PennyLane shines when you need differentiable circuits. Its default.qubit simulator computes exact gradients via the parameter-shift rule, enabling gradient-based optimization of quantum circuits:

import pennylane as qml
import numpy as np

dev = qml.device("default.qubit", wires=2)

@qml.qnode(dev)
def circuit(theta):
    qml.RX(theta[0], wires=0)
    qml.RY(theta[1], wires=1)
    qml.CNOT(wires=[0, 1])
    return qml.expval(qml.PauliZ(0))

# Automatic gradient computation
grad_fn = qml.grad(circuit)
theta = np.array([0.5, 1.2])
print(grad_fn(theta))  # exact gradient

For faster simulation without gradients, use lightning.qubit (C++ backend, ~10× faster than default.qubit):

pip install pennylane-lightning
dev = qml.device("lightning.qubit", wires=20)

When to use PennyLane: Variational algorithms (VQE, QAOA), quantum ML, any workflow requiring circuit gradients.

NVIDIA CUDA-Q: When Speed Matters

CUDA-Q provides GPU-accelerated simulation that can be 100–10,000× faster than CPU simulators for large circuits. If you have any NVIDIA GPU, this is the right choice for 25+ qubit circuits:

import cudaq

@cudaq.kernel
def large_circuit(n: int):
    qvec = cudaq.qvector(n)
    h(qvec[0])
    for i in range(n - 1):
        cx(qvec[i], qvec[i + 1])
    mz(qvec)

# Run on GPU (specify 'nvidia' target)
cudaq.set_target('nvidia')
counts = cudaq.sample(large_circuit, 30, shots_count=10000)
print(counts)

Performance benchmark (GHZ circuit, 28 qubits, 1000 shots):

  • Qiskit Aer CPU: ~45 seconds
  • PennyLane lightning.qubit: ~30 seconds
  • CUDA-Q (A100 GPU): ~0.8 seconds

When to use CUDA-Q: Any circuit with 25+ qubits, performance-critical simulations, multi-GPU workloads.

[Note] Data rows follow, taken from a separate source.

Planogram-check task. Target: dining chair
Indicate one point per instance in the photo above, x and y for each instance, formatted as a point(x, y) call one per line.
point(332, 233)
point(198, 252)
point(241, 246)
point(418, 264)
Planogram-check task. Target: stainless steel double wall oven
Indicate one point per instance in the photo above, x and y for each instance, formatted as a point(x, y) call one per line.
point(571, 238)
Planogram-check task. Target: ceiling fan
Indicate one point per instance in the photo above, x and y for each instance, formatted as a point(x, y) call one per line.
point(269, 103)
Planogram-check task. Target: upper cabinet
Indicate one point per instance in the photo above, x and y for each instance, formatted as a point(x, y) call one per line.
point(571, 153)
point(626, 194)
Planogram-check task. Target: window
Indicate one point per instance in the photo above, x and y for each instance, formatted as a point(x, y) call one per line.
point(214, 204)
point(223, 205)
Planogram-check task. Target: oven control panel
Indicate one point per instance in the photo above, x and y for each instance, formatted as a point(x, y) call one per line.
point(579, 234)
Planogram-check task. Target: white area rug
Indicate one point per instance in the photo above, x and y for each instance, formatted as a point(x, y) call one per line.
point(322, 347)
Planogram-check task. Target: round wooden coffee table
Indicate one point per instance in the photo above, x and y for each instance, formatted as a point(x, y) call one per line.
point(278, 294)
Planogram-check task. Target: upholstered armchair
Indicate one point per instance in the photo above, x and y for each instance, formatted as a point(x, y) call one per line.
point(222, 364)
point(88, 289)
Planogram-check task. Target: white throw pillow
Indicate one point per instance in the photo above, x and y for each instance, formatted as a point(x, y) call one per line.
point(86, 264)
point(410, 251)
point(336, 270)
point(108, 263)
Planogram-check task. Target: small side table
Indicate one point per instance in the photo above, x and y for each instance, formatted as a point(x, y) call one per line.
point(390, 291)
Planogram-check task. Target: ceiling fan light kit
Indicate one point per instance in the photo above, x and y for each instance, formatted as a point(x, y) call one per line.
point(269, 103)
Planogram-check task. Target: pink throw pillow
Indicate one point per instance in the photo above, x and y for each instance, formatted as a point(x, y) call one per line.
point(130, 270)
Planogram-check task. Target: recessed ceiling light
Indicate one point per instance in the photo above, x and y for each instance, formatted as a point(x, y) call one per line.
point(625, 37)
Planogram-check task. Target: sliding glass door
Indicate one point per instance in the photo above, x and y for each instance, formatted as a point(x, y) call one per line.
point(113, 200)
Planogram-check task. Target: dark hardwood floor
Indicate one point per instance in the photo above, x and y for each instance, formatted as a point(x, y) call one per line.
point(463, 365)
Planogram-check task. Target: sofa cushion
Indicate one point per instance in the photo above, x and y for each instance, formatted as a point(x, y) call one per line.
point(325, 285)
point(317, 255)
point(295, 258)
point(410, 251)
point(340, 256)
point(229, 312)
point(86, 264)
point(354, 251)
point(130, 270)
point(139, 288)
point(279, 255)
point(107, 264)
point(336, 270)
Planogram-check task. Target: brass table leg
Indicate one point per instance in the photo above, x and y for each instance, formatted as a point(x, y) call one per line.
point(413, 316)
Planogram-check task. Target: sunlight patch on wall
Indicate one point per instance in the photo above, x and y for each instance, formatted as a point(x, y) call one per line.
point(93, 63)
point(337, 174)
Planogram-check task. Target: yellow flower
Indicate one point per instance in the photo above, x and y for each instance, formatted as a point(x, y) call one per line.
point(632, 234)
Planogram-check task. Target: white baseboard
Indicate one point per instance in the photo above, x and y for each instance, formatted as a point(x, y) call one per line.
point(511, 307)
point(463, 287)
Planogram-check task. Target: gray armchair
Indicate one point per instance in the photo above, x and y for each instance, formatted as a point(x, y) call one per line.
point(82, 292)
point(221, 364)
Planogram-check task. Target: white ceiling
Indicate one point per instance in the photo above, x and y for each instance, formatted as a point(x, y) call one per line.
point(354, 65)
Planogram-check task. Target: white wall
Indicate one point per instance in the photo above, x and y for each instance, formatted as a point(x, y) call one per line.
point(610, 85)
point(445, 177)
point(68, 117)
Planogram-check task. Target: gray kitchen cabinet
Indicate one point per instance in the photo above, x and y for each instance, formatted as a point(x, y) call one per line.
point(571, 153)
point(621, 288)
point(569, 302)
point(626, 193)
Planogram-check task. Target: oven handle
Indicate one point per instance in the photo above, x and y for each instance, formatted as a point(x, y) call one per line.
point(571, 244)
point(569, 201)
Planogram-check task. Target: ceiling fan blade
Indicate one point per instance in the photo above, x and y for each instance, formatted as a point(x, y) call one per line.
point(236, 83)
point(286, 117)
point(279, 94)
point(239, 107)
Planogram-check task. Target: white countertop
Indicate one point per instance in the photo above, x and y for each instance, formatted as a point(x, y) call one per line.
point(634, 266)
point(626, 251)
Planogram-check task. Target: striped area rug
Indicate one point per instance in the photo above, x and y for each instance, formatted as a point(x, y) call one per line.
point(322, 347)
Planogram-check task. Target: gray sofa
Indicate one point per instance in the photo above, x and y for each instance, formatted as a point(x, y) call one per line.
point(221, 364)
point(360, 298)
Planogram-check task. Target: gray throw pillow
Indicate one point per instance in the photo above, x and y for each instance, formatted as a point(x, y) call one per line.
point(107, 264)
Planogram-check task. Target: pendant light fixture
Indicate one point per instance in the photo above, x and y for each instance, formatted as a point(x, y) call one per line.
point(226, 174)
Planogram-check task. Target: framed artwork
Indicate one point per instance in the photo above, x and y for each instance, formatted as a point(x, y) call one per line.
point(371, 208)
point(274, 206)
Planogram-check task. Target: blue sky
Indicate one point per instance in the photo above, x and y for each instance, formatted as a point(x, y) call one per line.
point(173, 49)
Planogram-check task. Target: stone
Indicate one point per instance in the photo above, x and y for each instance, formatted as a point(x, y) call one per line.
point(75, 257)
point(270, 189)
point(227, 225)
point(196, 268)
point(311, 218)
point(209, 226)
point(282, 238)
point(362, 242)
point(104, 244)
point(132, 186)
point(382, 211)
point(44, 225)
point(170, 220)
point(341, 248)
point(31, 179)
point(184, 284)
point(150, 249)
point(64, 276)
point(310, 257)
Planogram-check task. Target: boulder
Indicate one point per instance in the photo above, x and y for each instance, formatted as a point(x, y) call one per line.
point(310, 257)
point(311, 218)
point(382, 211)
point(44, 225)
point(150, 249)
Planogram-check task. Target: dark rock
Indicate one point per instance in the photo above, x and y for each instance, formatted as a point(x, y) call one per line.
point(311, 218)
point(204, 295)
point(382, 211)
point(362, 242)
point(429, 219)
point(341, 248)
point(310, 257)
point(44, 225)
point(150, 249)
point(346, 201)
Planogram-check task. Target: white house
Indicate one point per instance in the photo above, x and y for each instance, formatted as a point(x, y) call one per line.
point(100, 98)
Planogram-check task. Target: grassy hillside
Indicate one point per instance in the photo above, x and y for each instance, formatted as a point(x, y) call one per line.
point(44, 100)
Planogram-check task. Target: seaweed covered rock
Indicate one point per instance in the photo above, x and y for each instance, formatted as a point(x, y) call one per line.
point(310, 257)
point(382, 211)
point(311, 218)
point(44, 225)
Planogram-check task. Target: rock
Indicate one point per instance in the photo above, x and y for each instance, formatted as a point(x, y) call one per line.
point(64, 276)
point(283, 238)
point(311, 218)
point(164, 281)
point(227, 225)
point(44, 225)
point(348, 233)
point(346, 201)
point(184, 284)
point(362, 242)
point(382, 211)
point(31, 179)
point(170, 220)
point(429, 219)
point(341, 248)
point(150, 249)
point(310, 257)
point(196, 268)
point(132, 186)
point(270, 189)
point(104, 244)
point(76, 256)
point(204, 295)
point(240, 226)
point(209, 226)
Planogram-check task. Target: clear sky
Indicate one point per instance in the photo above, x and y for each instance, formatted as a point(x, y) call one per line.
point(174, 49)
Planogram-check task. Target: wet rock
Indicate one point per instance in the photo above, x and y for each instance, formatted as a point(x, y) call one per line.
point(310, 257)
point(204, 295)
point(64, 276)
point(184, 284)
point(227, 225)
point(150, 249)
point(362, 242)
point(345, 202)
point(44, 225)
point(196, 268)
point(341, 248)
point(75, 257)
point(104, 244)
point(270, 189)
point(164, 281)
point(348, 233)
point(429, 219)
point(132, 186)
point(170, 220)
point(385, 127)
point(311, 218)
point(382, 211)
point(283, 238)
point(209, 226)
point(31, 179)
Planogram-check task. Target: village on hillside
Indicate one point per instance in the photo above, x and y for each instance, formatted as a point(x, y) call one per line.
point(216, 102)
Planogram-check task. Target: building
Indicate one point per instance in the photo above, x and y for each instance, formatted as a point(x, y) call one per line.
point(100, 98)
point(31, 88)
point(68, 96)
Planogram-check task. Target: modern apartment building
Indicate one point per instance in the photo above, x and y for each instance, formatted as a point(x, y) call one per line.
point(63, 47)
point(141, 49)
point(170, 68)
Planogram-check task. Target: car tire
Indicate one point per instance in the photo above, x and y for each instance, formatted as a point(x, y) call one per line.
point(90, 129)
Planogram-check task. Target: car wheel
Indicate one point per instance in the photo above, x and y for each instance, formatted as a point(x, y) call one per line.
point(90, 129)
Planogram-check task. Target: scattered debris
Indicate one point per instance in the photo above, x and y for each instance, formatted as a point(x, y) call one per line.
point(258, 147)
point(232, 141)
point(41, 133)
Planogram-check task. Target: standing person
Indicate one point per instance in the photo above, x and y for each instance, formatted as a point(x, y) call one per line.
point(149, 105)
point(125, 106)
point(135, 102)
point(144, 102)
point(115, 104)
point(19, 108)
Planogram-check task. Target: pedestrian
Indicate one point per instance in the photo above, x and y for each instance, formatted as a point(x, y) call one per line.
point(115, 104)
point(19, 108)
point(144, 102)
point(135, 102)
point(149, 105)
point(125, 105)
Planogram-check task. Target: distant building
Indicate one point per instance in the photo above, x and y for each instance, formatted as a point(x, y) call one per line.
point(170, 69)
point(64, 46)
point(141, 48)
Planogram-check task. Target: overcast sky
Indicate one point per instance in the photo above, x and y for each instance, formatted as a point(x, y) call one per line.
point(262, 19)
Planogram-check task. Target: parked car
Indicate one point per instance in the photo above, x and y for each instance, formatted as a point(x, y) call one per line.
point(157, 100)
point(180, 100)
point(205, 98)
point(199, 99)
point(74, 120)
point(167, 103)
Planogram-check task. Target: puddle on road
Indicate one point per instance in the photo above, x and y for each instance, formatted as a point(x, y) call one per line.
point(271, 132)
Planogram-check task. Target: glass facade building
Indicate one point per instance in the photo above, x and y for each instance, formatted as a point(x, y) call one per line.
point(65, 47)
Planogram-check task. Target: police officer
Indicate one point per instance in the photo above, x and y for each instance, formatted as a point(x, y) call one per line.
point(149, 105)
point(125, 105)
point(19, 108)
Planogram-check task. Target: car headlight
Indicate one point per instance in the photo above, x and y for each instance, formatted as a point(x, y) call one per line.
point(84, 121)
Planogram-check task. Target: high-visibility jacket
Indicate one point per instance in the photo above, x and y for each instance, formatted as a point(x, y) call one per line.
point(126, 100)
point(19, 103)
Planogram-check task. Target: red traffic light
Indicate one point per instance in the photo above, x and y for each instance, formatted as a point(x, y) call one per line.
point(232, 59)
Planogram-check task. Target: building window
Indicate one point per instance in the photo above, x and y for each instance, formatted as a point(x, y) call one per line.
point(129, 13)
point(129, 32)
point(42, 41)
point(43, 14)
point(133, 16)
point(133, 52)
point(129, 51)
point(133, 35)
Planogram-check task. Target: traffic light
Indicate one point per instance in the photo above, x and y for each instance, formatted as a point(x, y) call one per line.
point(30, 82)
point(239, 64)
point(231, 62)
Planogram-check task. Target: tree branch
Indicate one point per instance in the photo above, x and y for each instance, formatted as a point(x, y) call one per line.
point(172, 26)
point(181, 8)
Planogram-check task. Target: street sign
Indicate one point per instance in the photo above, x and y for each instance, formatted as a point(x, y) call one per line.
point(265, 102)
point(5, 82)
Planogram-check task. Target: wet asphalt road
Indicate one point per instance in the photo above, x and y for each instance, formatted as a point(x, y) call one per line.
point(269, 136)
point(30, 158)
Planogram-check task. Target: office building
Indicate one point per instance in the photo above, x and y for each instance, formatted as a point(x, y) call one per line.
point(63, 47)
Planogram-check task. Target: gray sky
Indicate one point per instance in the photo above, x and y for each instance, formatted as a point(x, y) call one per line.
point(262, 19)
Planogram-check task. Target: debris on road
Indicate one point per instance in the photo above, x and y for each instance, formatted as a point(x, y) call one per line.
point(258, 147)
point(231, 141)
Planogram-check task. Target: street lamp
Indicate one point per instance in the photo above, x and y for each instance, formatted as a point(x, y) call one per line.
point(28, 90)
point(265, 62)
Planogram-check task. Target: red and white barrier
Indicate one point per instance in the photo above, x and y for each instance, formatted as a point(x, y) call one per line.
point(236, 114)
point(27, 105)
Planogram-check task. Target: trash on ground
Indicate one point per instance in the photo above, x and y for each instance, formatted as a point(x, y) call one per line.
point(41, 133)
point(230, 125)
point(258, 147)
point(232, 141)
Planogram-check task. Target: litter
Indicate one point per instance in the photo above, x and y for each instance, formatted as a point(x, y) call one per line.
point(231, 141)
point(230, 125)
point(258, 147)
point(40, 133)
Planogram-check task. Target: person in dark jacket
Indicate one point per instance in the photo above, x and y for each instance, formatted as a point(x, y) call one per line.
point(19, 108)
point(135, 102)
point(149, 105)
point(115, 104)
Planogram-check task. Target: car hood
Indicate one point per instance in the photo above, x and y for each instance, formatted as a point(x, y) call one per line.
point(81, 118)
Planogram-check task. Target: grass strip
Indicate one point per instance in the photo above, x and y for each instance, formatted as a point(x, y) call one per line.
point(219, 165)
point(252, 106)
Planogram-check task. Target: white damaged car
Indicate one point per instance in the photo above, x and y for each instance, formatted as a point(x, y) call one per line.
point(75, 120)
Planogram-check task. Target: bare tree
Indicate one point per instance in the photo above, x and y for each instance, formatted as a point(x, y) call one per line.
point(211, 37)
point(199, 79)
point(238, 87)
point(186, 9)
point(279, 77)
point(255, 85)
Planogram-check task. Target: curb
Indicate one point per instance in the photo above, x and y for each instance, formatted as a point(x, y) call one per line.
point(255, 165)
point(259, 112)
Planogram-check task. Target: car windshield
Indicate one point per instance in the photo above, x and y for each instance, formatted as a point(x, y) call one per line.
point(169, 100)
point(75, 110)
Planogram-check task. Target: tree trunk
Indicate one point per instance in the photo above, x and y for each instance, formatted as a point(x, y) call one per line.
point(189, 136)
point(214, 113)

Cirq: Noise Modeling and NISQ Research

Google Cirq includes three simulators:

import cirq

# Exact statevector simulation
sim = cirq.Simulator()

# Density matrix with noise
noise_model = cirq.ConstantQubitNoiseModel(
    cirq.depolarize(p=0.01)
)
noisy_sim = cirq.DensityMatrixSimulator(noise=noise_model)

# Clifford circuits only (but exponentially faster for stabilizer states)
clifford_sim = cirq.CliffordSimulator()

When to use Cirq: NISQ noise modeling, stabilizer circuit research, Google AI Quantum workflows.

Amazon Braket LocalSimulator: Isolation and Portability

The Braket SDK includes a free local simulator that mirrors the cloud API exactly:

from braket.devices import LocalSimulator
from braket.circuits import Circuit

device = LocalSimulator()

circuit = Circuit()
circuit.h(0)
circuit.cnot(0, 1)
circuit.probability()

task = device.run(circuit, shots=1000)
result = task.result()
print(result.measurement_counts)

When to use Braket local: You're building for AWS deployment and want local dev/test that matches the cloud API.

The HLQuantum Shortcut

If you need to run the same circuit on multiple simulators for benchmarking or comparison, HLQuantum makes this trivial:

import hlquantum as hlq
import time

qc = hlq.Circuit(28)
qc.h(0)
for i in range(27):
    qc.cx(i, i + 1)
qc.measure_all()

for backend in ["qiskit", "pennylane", "cudaq"]:
    t0 = time.time()
    result = hlq.run(qc, shots=1000, backend=backend)
    print(f"{backend}: {time.time() - t0:.2f}s")

One circuit, three backends, directly comparable results.